Yes, on some subconscious level I probably do not use the screen to avoid scratches as I hate looking at dirty or scratched screens.

--Ken


----------



## PhilBurton (Sep 27, 2018)

Replytoken said:


> Yes, on some subconscious level I probably do not use the screen to avoid scratches as I hate looking at dirty or scratched screens.
> 
> --Ken


And I'm now stuck with this pretty scratched up screen.  I can't justify a new laptop purchase now.   I typically replace my laptop every three years due to wear and tear while traveling.  I have no one but myself to blame for not researching this choice before I made the purchase.


----------



## Replytoken (Sep 29, 2018)

PhilBurton said:


> And I'm now stuck with this pretty scratched up screen.  I can't justify a new laptop purchase now.   I typically replace my laptop every three years due to wear and tear while traveling.  I have no one but myself to blame for not researching this choice before I made the purchase.
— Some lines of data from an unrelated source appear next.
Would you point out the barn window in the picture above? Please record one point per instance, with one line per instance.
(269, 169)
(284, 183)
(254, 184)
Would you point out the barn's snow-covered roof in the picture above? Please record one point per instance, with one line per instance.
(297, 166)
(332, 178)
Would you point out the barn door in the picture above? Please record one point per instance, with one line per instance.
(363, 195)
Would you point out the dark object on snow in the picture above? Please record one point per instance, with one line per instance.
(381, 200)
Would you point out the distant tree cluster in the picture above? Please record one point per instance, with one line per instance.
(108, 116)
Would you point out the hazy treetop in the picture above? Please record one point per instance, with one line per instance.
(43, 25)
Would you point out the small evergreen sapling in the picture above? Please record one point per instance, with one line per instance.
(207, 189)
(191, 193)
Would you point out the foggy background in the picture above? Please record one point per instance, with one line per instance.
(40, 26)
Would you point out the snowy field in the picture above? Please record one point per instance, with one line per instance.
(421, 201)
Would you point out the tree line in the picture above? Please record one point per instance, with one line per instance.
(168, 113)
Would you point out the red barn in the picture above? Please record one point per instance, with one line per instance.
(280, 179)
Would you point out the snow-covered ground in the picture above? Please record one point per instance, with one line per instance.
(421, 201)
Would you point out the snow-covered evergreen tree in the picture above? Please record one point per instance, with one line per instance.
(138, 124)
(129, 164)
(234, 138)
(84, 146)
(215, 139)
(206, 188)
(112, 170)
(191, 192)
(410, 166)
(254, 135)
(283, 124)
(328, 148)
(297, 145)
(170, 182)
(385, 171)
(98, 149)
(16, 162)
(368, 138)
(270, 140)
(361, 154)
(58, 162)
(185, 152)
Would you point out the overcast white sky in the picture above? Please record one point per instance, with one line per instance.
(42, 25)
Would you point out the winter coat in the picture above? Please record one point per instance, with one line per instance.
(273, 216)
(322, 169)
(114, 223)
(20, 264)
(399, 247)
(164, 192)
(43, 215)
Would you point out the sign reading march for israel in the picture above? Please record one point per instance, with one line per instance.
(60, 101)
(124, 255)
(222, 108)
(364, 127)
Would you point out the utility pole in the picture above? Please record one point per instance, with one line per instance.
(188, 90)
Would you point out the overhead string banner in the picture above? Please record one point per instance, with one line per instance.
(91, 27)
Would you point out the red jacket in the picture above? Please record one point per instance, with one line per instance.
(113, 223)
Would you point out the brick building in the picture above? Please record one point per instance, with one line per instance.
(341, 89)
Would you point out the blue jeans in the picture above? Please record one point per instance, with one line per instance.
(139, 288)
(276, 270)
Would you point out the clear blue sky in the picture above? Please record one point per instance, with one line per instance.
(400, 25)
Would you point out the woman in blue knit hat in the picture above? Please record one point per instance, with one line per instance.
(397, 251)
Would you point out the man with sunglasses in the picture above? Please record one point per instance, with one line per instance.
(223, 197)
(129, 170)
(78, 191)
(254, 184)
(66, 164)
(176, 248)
You might be able to get a new screen installed.  I do not believe that the parts are expensive as one would believe, but you do need somebody to install it.

--Ken


----------



## PhilBurton (Sep 29, 2018)

Replytoken said:


> You might be able to get a new screen installed.  I do not believe that the parts are expensive as one would believe, but you do need somebody to install it.
> 
> --Ken


Ken,

I once had to replace my laptop screen, which had cracked on a trip, and it was several hours of work, butut in the end it all worked.  I'm tempted to put in a non-touch screen replacement.


----------



## Replytoken (Sep 29, 2018)

PhilBurton said:


> Ken,
> 
> I once had to replace my laptop screen, which had cracked on a trip, and it was several hours of work, butut in the end it all worked.  I'm tempted to put in a non-touch screen replacement.


Good luck!

--Ken


----------



## PhilBurton (Sep 29, 2018)

Replytoken said:


> Good luck!
> 
> --Ken


I just found several online stores that sell the right replacement touch screen display.  US $ 140 - 150.  I'm going to buy lots of Lightroom plug-ins instead.


----------